Beyond Convolution: A Taxonomy of Structured Operators for Learning-Based Image Processing

The convolution operator is the fundamental building block of modern convolutional neural networks (CNNs), owing to its simplicity, translational equivariance, and efficient implementation. However, its structure as a fixed, linear, locally-averaging operator limits its ability to capture structured signal properties such as low-rank decompositions, adaptive basis representations, and non-uniform spatial dependencies. This paper presents a systematic taxonomy of operators that extend or replace the standard convolution in learning-based image processing pipelines. We organise the landscape of alternative operators into five families: (i) decomposition-based operators, which separate structural and noise components through singular value or tensor decompositions; (ii) adaptive weighted operators, which modulate kernel contributions as a function of spatial position or signal content; (iii) basis-adaptive operators, which optimise the analysis bases together with the network weights; (iv) integral and kernel operators, which generalise the convolution to position-dependent and non-linear kernels; and (v) attention-based operators, which relax the locality assumption entirely. For each family, we provide a formal definition, a discussion of its structural properties with respect to the convolution, and a critical analysis of the tasks for which the operator is most appropriate. We further provide a comparative analysis of all families across relevant dimensions -- linearity, locality, equivariance, computational cost, and suitability for image-to-image and image-to-label tasks -- and outline the open challenges and future directions of this research area.

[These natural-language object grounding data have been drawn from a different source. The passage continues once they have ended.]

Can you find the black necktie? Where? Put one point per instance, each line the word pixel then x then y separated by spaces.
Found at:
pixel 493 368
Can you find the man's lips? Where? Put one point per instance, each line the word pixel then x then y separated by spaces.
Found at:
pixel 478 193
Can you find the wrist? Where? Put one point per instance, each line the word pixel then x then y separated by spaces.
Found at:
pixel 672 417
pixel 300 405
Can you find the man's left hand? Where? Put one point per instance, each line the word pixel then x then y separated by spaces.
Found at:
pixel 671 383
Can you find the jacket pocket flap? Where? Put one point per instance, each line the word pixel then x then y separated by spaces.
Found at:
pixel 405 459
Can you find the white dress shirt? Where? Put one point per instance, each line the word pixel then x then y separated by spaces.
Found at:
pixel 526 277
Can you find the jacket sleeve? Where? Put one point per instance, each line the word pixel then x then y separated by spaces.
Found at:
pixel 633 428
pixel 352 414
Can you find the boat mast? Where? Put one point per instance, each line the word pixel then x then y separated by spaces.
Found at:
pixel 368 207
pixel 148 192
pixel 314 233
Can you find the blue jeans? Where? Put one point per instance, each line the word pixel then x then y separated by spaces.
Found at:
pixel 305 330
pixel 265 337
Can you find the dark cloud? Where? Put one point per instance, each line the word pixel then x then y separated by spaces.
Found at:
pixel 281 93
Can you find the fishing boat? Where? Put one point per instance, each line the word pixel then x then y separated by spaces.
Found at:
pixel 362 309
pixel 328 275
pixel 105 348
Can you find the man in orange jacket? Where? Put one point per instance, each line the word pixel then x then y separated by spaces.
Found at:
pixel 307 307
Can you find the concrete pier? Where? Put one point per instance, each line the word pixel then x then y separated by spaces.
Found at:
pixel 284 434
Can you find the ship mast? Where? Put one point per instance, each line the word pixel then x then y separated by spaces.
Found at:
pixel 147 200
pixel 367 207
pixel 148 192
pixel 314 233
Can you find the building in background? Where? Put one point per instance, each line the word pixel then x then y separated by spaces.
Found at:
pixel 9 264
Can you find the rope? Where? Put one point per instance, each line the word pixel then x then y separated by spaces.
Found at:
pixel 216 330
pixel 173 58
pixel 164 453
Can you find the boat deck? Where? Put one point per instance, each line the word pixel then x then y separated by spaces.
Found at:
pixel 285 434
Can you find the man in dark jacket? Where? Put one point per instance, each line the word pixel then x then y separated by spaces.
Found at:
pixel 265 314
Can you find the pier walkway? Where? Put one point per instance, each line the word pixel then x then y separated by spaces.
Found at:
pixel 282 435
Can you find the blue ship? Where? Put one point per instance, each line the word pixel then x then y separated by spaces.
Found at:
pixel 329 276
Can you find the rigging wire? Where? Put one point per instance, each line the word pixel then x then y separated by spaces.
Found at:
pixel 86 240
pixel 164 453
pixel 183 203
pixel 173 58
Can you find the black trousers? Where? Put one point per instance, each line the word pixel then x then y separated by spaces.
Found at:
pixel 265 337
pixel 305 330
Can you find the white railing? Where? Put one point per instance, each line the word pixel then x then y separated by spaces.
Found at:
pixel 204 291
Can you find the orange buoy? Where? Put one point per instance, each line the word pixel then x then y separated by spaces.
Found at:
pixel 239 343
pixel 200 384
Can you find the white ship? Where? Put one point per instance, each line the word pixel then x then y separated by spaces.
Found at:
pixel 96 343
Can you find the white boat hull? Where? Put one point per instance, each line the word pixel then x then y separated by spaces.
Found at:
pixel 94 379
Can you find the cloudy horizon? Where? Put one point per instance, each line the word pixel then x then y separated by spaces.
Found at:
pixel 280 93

翻译：卷积算子因其简洁性、平移等变性和高效实现，已成为现代卷积神经网络（CNN）的基本构建模块。然而，其作为一种固定的、线性的、局部平均算子的结构，限制了其捕捉结构化信号特性的能力，例如低秩分解、自适应基表示以及非均匀空间依赖性。本文系统性地分类了在基于学习的图像处理流程中扩展或替代标准卷积的算子。我们将替代算子的研究领域划分为五个类别：（i）基于分解的算子，通过奇异值或张量分解分离结构成分与噪声成分；（ii）自适应加权算子，根据空间位置或信号内容动态调整卷积核的贡献；（iii）基自适应算子，将分析基与网络权重共同优化；（iv）积分与核算子，将卷积推广至位置相关和非线性核；（v）基于注意力的算子，完全放宽了局部性假设。针对每个类别，我们提供了形式化定义，讨论了其相对于卷积的结构特性，并批判性分析了该算子最适用的任务。我们进一步从多个相关维度——线性、局部性、等变性、计算成本以及适用于图像到图像和图像到标签任务的程度——对所有类别进行了比较分析，并概述了该研究领域的开放挑战与未来方向。